Food is central to the way in which we celebrate life, whether it marks a religious feast or a casual gathering with friends and family. Often what we share around the table is less important than the spirit in which it’s offered, although bringing a roast to the table is always special. Favoured for its distinctive taste, lamb lends itself well to a host of different cooking methods and flavourings. Simplicity is often the secret to the best recipes. Cooking doesn’t always need to be complicated. And this roast leg of lamb with sticky onion marmalade is testament to the art of slow cooking.
Here, I’ve aimed to keep the ingredients to a minimum, using them in a way that concentrates the flavour of each. There are three key players in this recipe – succulent free-range Karoo lamb, red onions and Natura Sugars. When cooking with only a few ingredients, choosing the best quality is most important. I’m partnering with Natura Sugars, a Cape Town based company who’s exclusive range of unrefined sugars are truly superior. This special range of sugars are free from bleaching and irradiation. With 7 variants to choose from, they’ve become my go-to ingredient for baking and savoury meat dishes that require a sweet contrast.
The combination of savoury and sweet is a familiar to most South Africans. Fresh and dried fruits are mainstays to many local dishes, often popping up in lamb, chicken and beef recipes. Rather than the traditional use of fruit, I’ve chosen to caramelise heaps of onions with some garlic and thyme. A splash of balsamic vinegar helps gives the jam a tangy stickiness which I love. While the lamb and onions contain natural sugars, the addition of molasses-rich demerera sugar amps up the caramelisation.
There are essentially two steps to this lamb roast. Marinating and slow roasting. It’s as simple as that. I’m a firm believer in marinating, whether it’s a dry spice rub or an oil-based marinade. The meat benefits from an overnight resting, encouraging the flavours to draw deep into the lamb. Let’s talk about cooking methods. Slow roasting gets the oven to do all the work. This is clever cooking. Once the prep work is done, it requires very effort, more of a watchful eye, really. Several hours later, you’re rewarded with meltingly tender meat and a pan-like jam that’ll impress the socks off your guests.
Roast leg of lamb with sweet onion marmalade
- 2 tablespoons coriander seeds
- 2 stems rosemary, de-stalked
- 1 clove garlic, peeled
- 2 red chilies, with or without seeds, depending on taste
- 1 ½ teaspoons sea salt flakes
- freshly ground black pepper
- 1 tablespoon Natura Sugars Dark Demerara
- 1/4 cup extra virgin olive oil
For the roast
- extra virgin olive oil
- 2.5kg free-range leg of lamb
- 4 onions, peeled and cut into wedges
- 1 whole garlic bulb, halved
- 3 stems thyme
- 1/4 cup chicken stock
- 3 tablespoons Natura Sugars Dark Demerara
- 2 tablespoons good quality balsamic vinegar
- salt and cracked black pepper
- Starting with the marinade, toast the coriander seeds in a dry pan for several minutes until fragrant.

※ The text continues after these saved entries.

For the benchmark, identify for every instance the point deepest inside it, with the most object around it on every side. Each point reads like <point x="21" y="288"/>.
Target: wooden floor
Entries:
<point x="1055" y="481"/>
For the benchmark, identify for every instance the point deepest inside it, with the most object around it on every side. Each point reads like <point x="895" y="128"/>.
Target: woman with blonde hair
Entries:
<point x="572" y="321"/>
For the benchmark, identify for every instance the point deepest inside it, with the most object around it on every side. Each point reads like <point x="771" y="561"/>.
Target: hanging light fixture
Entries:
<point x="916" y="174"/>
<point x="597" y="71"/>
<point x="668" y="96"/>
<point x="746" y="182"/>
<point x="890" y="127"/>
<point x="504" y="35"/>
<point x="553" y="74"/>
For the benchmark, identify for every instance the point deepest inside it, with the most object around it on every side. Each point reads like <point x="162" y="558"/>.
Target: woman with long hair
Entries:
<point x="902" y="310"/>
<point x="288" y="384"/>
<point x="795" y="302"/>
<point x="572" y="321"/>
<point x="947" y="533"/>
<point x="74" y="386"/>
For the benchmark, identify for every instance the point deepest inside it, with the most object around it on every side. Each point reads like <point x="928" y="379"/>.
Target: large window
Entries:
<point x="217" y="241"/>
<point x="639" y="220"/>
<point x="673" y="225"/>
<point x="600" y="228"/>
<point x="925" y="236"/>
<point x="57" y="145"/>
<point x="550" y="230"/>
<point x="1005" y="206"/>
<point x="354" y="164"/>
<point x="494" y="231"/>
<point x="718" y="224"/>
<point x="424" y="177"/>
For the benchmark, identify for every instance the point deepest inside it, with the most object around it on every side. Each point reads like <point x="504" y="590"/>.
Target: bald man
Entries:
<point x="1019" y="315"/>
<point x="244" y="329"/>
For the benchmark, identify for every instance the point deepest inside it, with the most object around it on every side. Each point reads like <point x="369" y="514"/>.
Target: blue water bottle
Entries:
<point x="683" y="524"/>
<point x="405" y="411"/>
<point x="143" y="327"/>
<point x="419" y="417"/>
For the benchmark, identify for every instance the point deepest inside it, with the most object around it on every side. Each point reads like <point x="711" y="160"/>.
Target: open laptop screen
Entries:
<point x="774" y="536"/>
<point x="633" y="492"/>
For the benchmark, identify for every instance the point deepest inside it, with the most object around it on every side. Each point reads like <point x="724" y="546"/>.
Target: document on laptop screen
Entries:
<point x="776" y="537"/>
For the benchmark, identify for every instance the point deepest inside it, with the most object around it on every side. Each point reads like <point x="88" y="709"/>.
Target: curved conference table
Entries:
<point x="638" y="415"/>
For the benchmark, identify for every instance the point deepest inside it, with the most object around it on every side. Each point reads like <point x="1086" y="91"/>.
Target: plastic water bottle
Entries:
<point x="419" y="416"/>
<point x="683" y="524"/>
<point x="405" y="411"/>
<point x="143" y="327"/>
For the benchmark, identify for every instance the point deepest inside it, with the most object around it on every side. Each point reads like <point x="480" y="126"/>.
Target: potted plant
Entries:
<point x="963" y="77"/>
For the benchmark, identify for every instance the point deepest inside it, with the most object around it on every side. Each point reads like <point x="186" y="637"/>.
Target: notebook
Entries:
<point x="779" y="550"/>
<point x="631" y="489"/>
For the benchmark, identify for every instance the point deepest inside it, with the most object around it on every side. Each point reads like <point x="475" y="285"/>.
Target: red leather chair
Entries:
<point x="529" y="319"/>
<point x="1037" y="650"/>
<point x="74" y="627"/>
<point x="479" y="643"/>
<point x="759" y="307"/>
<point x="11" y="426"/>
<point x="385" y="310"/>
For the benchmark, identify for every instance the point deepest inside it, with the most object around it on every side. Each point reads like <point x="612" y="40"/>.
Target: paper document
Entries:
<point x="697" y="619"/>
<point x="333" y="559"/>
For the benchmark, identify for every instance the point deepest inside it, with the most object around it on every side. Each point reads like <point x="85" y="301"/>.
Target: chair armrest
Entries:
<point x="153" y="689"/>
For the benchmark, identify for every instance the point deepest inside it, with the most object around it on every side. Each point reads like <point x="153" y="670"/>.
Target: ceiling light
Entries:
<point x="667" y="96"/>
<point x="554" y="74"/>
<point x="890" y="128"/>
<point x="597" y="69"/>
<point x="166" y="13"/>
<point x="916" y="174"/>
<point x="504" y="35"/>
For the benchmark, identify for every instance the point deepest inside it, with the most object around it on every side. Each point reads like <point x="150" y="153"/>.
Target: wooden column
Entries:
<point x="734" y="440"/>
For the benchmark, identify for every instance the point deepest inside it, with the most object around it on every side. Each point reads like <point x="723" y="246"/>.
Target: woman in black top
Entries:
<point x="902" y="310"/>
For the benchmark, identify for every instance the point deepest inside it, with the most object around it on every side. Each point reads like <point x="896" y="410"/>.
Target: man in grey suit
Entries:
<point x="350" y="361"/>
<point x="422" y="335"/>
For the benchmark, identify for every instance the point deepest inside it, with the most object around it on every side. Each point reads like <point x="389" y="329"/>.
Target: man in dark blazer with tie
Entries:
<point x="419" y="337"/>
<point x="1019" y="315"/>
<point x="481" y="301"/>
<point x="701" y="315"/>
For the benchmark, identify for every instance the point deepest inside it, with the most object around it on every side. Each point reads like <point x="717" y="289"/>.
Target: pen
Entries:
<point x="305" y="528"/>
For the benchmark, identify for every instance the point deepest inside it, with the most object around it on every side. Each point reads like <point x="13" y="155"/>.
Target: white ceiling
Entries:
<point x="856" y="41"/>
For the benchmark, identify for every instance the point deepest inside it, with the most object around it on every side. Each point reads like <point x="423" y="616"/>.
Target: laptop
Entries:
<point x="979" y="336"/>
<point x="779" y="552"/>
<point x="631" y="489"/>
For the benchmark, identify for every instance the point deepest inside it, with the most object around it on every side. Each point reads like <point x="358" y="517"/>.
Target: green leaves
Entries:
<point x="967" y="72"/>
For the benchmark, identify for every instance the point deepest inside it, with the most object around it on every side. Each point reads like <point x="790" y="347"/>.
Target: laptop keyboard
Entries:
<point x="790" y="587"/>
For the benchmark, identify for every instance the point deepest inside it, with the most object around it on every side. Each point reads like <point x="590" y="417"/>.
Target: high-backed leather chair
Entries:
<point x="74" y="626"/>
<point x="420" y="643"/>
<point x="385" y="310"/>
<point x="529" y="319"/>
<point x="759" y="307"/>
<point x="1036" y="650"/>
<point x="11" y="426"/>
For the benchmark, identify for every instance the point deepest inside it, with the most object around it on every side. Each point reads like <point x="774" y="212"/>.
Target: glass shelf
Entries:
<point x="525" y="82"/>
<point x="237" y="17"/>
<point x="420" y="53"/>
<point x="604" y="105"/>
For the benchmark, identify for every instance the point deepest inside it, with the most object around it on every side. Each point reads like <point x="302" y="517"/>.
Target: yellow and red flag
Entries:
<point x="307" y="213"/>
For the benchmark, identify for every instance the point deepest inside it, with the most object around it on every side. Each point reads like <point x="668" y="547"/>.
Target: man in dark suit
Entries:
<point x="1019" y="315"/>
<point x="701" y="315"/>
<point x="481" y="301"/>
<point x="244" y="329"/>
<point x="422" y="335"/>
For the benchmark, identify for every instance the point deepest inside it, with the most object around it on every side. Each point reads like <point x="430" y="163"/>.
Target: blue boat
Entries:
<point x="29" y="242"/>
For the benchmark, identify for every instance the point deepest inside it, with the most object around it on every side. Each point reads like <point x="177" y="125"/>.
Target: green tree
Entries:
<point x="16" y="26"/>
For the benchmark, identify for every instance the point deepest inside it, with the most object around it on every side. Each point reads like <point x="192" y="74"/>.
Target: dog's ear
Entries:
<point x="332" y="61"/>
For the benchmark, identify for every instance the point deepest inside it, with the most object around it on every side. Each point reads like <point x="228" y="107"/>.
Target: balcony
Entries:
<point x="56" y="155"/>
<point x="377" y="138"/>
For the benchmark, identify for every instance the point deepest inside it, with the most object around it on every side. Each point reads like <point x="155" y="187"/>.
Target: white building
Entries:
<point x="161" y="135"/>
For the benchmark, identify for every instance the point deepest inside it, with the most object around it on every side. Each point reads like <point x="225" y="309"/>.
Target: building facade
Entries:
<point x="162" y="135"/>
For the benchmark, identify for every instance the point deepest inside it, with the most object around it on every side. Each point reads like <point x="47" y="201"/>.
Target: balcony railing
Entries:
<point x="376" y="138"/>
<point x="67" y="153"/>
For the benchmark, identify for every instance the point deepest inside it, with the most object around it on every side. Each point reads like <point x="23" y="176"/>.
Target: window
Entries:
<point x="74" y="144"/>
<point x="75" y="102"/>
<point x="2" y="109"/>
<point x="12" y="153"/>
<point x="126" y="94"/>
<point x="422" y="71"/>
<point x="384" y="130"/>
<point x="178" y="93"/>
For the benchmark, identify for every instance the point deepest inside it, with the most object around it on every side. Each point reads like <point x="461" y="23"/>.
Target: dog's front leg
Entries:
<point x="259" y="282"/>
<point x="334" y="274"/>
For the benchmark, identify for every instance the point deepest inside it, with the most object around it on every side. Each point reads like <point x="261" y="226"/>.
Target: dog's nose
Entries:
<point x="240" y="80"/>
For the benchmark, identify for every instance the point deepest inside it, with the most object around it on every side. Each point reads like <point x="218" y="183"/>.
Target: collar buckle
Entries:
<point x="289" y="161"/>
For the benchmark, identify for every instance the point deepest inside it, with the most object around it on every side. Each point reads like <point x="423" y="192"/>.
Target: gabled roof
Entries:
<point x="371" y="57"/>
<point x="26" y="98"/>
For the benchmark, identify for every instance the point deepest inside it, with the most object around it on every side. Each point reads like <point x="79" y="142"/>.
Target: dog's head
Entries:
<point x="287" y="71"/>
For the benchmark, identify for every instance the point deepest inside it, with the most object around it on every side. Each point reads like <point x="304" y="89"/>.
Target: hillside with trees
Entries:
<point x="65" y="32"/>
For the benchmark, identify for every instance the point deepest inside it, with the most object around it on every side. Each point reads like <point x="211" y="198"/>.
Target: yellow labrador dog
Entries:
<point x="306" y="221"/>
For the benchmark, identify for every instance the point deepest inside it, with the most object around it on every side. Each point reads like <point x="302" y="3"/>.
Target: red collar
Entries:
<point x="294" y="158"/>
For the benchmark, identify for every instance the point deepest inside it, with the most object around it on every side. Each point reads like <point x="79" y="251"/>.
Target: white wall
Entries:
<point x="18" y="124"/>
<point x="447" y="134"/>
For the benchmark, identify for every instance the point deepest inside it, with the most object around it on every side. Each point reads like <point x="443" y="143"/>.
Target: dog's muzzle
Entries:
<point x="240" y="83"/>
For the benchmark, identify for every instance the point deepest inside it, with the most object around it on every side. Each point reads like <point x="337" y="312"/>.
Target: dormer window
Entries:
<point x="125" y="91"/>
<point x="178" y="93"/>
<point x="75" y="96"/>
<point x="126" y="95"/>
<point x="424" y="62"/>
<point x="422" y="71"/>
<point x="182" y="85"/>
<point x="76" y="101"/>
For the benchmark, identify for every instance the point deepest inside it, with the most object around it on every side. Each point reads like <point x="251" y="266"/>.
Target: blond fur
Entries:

- Place all the marinade ingredients, except the olive oil in a spice grinder or mortar and pestle. Pulse or grind until fine. Combine the spices with the olive oil.
- Massage the spice marinade into the lamb, place in a non-metallic dish and cover with cling film. Refrigerate overnight.
- Remove the lamb from the fridge and bring up to room temperature. Preheat the oven to 180º C.
- Place the onions, garlic and thyme in a large roasting tin. Drizzle with olive oil and season with salt and pepper. Place the leg of lamb with the fatty side facing down on top of the onions. Pour the stock in around the sides of the roasting tin. Cover loosely with foil and roast for 2 ½ hours.
- Remove the foil and turn the lamb over. Add the Natura Sugars Dark Demerara and balsamic vinegar to onions and stir through to combine. Roast for a further 1 hour, uncovered. Turn the heat up to 220º C and cook for about 20 minutes.
- Remove the leg of lamb and garlic bulb halves from the roasting tin and cover with foil. Set aside to rest.
- Place the roasting tin with the onions on the hob. With the heat on high, reduce the pan juices until sticky. Add plenty of black pepper and adjust seasoning if necessary.
- Return the leg of lamb to the pan and heat through. Serve with root vegetable sides and rosemary roast potatoes.